In its new SciFinder 2001 release, the award-winning SciFinder desktop research tool breaks new ground for the exploration of multidisciplinary scientific information. Researchers in biotechnology can explore literature in their subject area more easily using the BLAST (Basic Local Alignment Search Tool) algorithm, incorporated into SciFinder. At the same time, SciFinder 2001 introduces additional substance information and a variety of new and improved features for drug discovery and keeping scientists up to date with newly published information specific to their interests. The new features, planned for October, were announced by CAS during the American Chemical Society national meeting held this week in Chicago. 

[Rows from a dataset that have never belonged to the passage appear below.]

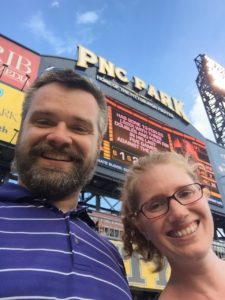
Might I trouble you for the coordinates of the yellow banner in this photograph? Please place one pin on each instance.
(10, 113)
(140, 274)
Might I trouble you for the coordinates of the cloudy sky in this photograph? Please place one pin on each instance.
(155, 40)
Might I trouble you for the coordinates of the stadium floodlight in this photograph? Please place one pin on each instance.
(216, 73)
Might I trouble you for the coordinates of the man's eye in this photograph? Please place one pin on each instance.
(80, 129)
(43, 122)
(155, 205)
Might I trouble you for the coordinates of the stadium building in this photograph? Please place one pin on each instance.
(141, 119)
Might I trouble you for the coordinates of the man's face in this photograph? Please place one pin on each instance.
(59, 143)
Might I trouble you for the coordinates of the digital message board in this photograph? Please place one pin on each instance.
(132, 134)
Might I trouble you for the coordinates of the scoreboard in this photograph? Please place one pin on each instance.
(132, 134)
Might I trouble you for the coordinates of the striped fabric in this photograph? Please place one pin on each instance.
(46, 254)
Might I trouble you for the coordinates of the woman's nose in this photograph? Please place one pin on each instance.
(177, 210)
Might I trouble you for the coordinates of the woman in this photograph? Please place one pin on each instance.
(166, 215)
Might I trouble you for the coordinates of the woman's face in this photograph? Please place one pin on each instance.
(185, 231)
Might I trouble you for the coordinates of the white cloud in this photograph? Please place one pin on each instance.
(55, 4)
(199, 119)
(37, 25)
(89, 17)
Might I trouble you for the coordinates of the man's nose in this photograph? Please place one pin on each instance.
(59, 135)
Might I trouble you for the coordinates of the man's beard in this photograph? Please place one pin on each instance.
(53, 183)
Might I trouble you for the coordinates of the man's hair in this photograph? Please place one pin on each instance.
(71, 80)
(132, 238)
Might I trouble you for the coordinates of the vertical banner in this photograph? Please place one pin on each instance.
(10, 113)
(18, 65)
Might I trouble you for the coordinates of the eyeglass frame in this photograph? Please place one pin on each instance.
(168, 199)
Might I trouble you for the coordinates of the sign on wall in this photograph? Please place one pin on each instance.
(18, 65)
(10, 113)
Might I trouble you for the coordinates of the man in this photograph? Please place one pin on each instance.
(48, 249)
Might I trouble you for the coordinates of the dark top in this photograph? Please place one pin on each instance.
(48, 254)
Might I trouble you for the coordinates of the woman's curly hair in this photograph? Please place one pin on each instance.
(133, 239)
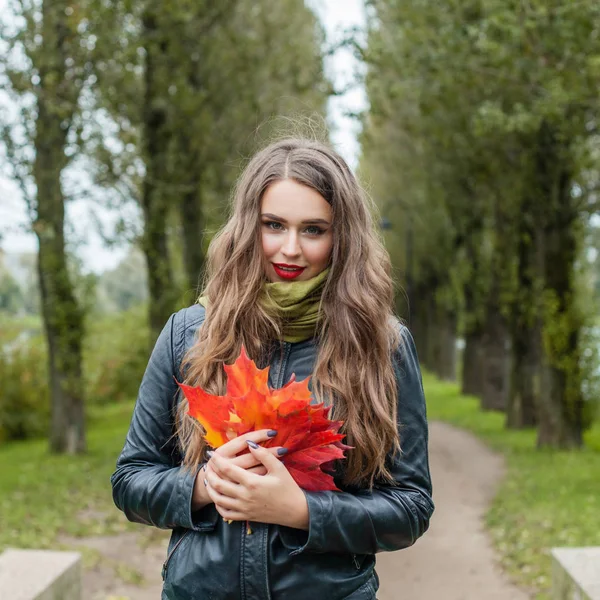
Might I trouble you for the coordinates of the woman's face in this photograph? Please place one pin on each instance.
(296, 229)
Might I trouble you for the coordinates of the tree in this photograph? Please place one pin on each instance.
(47, 66)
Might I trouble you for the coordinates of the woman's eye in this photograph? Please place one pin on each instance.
(273, 225)
(314, 230)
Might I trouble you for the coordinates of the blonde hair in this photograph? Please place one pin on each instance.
(357, 337)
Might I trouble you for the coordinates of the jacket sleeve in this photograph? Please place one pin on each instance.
(149, 485)
(389, 517)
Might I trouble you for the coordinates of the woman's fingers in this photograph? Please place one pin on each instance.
(247, 461)
(238, 444)
(260, 470)
(223, 487)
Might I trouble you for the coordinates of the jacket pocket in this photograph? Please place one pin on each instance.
(172, 552)
(358, 560)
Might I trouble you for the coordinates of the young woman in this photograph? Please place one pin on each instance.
(298, 276)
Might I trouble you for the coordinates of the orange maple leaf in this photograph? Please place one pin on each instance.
(312, 439)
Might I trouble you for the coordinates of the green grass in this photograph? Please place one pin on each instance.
(548, 498)
(43, 495)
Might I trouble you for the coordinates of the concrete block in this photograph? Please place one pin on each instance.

With the addition of BLAST capability, SciFinder will enable scientists to explore publicly disclosed DNA or protein sequences. Using this new feature in tandem with multidisciplinary databases from CAS and MEDLINE, researchers can move directly from identifying a sequence similar to a queried sequence to viewing associated published research and patents.
 
"SciFinder is now becoming an even stronger, more versatile tool for exploring chemical and biological information published around the world," said CAS Marketing Director, Suzan A. Brown. "Our new BLAST Explore will be a welcome addition, but we are also making substantial extensions to database content. This includes adding calculated properties, another 10 years of reaction information, and citation searching, which, along with the other innovations, will help researchers remain in the vanguard of the biomedical and chemical revolution."
 
 Eight calculated property values added
 
In addition to BLAST searching SciFinder 2001 will introduce a variety of features for more effective exploration of research information:
 
The popular Keep Me Posted capability, which alerts SciFinder users to the latest reported research on the topics they define, will permit users to specify chemical structures of interest   
 
Reaction information back to 1975 will be added for more than 750,000 single- and multi-step reactions, through an agreement with the German software company, InfoChem GmbH. CAS Registry Numbers will be assigned to reaction participants and each reaction will be linked to its corresponding CAplus document record. 
 
 
For over 3 million substance records in the CAS Registry, CAS is adding eight calculated property values: number of hydrogen donors, number of hydrogen acceptors, number of rotatable bonds, molecular weight, logD, logP, pKa, and solubility in water. These calculated properties are provided through software developed by ACD and will enable researchers to quickly and easily focus on the more "drug-like" molecules identified in SciFinder structure explores. 
 
Citation searching will be available in SciFinder; for a document or set of documents identified through SciFinder, researchers will be able to view either the references cited in those documents (cited documents) or identify the sources that cite the documents in the answer set (citing documents).  
 
In cooperation with Spotfire, Inc., CAS will couple SciFinder's advanced chemical substance Explore capabilities with Spotfire DecisionSite's interactive visualisation and information analysis tools, giving customers of both services new avenues for drug discovery. 
 
SciFinder was created in 1995 with the vision of providing scientists easy, point-and-click access to chemical information. The new intelligent research tool - a client-server product for the desktop - was an immediate hit with scientists, assisting them and other researchers worldwide with access to the multidisciplinary CAS databases. Today, tens of thousands of scientists at pharmaceutical, biotech, and chemical companies around the world use SciFinder regularly to explore research topics, browse scientific journals and stay up-to-date on recent scientific developments.